法律の知識を生かして顧客の安心を支えたい
法学部法律学科 菊池杏花さん(秋田県立新屋高等学校出身)
全国共済農業協同組合連合会秋田県本部(JA共済連秋田)
心を揺さぶられた憲法との出会い
私が法律に関心を抱いたきっかけは、中学時代の社会科の先生による熱意あふれる授業でした。法律の中でも、日本国憲法の奥深さに魅了されたのです。憲法はすべての法の基本であり、社会全体を包み込むような存在です。その偉大さに心を揺さぶられ、社会の仕組みを学びたいと思うようになりました。
しかし中学3年の冬、父が工場での事故で突然他界するという、想像もしていなかった出来事が私を襲いました。その喪失はあまりにも突然で、理解する間もなく日常が一変しました。進路はおろか、未来について考える余裕すらなく、ただただ呆然とする日々でした。そんな時、社会科の先生が自分の気持ちに寄り添ってくれたことが大きな支えとなり、高校進学を果たすことができました。
法律を通して「幸福」について考える
日本国憲法の中で最も心惹かれたのは、第13条の幸福追求権です。「すべての国民は、個人として尊重される。生命、自由及び幸福追求に対する国民の権利については、公共の福祉に反しない限り、立法その他の国政上で、最大の尊重を必要とする」という規定は、私にとって心の支えとなりました。
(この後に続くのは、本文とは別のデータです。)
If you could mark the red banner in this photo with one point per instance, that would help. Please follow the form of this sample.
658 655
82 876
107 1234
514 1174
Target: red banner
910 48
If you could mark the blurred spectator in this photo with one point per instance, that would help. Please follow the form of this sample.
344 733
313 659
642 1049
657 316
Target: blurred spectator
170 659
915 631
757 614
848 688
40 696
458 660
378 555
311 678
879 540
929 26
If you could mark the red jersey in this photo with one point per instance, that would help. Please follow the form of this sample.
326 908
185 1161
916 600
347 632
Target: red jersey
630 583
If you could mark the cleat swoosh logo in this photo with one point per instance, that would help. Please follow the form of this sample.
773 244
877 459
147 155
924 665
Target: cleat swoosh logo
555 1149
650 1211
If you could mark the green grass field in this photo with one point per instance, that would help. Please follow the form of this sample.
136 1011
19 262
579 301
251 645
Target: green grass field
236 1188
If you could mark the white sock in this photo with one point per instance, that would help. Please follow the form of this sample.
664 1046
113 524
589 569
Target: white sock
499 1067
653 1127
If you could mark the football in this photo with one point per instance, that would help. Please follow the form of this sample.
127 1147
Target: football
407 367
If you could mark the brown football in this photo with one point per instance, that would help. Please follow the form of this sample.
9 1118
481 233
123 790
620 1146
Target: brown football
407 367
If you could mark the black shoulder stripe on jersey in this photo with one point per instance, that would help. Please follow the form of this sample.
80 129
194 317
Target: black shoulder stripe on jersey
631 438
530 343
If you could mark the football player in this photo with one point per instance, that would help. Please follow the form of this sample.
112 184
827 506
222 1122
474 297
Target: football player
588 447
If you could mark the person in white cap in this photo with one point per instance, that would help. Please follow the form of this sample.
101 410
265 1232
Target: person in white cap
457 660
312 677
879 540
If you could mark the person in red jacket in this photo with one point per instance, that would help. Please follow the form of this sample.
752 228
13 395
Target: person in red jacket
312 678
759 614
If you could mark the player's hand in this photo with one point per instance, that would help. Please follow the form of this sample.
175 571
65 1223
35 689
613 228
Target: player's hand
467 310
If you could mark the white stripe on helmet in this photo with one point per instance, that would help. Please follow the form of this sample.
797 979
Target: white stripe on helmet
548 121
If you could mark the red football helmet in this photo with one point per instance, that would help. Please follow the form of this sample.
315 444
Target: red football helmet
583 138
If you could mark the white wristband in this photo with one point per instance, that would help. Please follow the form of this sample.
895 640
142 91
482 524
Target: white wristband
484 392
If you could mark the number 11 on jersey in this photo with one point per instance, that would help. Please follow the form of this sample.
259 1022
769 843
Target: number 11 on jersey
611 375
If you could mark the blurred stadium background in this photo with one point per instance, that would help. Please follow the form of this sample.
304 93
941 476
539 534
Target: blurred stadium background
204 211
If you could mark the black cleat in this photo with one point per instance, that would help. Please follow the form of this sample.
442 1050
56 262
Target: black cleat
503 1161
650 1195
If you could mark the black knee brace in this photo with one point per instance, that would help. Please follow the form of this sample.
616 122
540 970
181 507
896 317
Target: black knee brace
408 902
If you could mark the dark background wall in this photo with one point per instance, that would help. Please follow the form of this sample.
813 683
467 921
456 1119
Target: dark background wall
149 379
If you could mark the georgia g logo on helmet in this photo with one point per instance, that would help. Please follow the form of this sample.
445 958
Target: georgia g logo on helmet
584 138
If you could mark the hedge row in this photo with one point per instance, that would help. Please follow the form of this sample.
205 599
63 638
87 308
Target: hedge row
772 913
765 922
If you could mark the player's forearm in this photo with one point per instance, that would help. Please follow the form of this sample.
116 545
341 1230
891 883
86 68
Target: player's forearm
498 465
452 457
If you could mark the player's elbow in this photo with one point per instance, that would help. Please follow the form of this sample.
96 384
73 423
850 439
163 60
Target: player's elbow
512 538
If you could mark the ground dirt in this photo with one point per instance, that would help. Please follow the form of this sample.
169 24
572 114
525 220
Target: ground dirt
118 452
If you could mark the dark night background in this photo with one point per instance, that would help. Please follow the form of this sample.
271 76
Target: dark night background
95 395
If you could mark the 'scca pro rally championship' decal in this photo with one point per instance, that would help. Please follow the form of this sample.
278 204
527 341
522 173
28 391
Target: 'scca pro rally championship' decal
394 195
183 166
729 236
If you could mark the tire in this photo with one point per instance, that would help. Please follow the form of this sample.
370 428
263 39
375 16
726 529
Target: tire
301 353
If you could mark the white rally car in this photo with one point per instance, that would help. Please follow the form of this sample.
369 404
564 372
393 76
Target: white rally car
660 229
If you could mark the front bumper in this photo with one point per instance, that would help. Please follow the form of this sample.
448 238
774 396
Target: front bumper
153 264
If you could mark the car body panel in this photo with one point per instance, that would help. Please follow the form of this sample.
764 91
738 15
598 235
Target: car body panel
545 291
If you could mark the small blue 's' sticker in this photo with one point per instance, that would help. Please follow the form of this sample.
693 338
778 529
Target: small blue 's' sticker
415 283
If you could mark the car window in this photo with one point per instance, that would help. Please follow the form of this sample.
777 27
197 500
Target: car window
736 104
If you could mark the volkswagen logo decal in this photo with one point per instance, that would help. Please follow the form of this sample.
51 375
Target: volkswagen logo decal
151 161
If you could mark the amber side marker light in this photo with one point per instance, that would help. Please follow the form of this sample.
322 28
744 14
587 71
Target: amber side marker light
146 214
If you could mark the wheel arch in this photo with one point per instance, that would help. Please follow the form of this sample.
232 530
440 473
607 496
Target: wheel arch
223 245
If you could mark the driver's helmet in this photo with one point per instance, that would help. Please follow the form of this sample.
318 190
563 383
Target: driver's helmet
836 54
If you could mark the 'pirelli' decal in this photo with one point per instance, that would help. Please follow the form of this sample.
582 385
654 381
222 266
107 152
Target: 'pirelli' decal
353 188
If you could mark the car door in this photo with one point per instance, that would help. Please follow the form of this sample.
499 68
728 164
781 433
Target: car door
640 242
——人は誰でも幸せを追求する権利があり、その権利は尊重されなければならない。
この条文を深く理解したいと考え、法律を専攻するためにノースアジア大学へ進学しました。そして、大学では法律が人々の幸福にどのように貢献するのかを考察し、憲法や民法などの核心に触れました。なかでも民法は生活に直結する法律であり、その知識が日常に生きることを実感しました。とりわけ相続関係に触れたときには、父を亡くした経緯もあり、この法律が持つ深い意味を実感しました。
3年次から所属しているゼミでは、労働基準法を学びました。労働基準法は社会人になったら必ず関わる法律であり、人々の生活に密接に関わるという点で民法との共通点を感じています。社会に出て役立つと思ったら俄然面白くなりました。

3年次から所属しているゼミでは労働基準法に対する興味を深める。
インターンシップで深めたJA共済への想い
父の死後、JA共済のこども共済に加入していたおかげで、学資金の心配をすることなく大学生活を送ることができました。お金が父の代わりにはなりませんが、経済的な支えがあったからこそ前向きに進むことができたのは事実です。JA共済は私の人生を支えてくれた組織といっても過言ではありません。そこで、JA共済の事業説明会に参加するとともにインターンシップに3回参加し、その度に地域貢献の理念に強く共感したことから、ここで働きたいという気持ちが確信へと変わりました。
採用試験に向けては、ゼミの先生からの手厚い指導もあって、内定をいただくことができました。
バイクがくれる、自由な時間
私が大切にしてきたリフレッシュの時間、それはバイクで風を切って走ることです。ヘルメット越しに感じる風の音、目の前に広がる景色、身体全体に響くエンジンの鼓動から自由を感じることができます。風を受けて走ると、日々の悩みや不安も吹き飛んでいくような感覚になります。この瞬間が自分にとって最高の息抜きになり、就職活動を乗り切ることができました。

大学2年生の時にバイクの大型免許を取得。泊りがけで青森まで走ったこともある。
顧客の心に寄り添う社会人へ
私は間もなく社会人になります。顧客対応の場では、まず「人の話を丁寧に聞く」ことを大切にしたいと思います。父の突然の死を通して人々が予期せぬ困難に直面し、不安や悲しみを抱えることを実感しました。だからこそ、相手の言葉に耳を傾け、その人に必要な支援を提供できるようになりたいと考えています。そして顧客の不安や悩みに寄り添い、安心感を与えられる存在になることが私の目標です。
後輩へのメッセージ
将来の職業生活に悩むことは当然です。だからこそ、早いうちからさまざまな企業を見て、自分の興味や適性に合った仕事を見つけてほしいと思います。心の余裕を持つために、早期選考にも積極的にチャレンジしてみてください。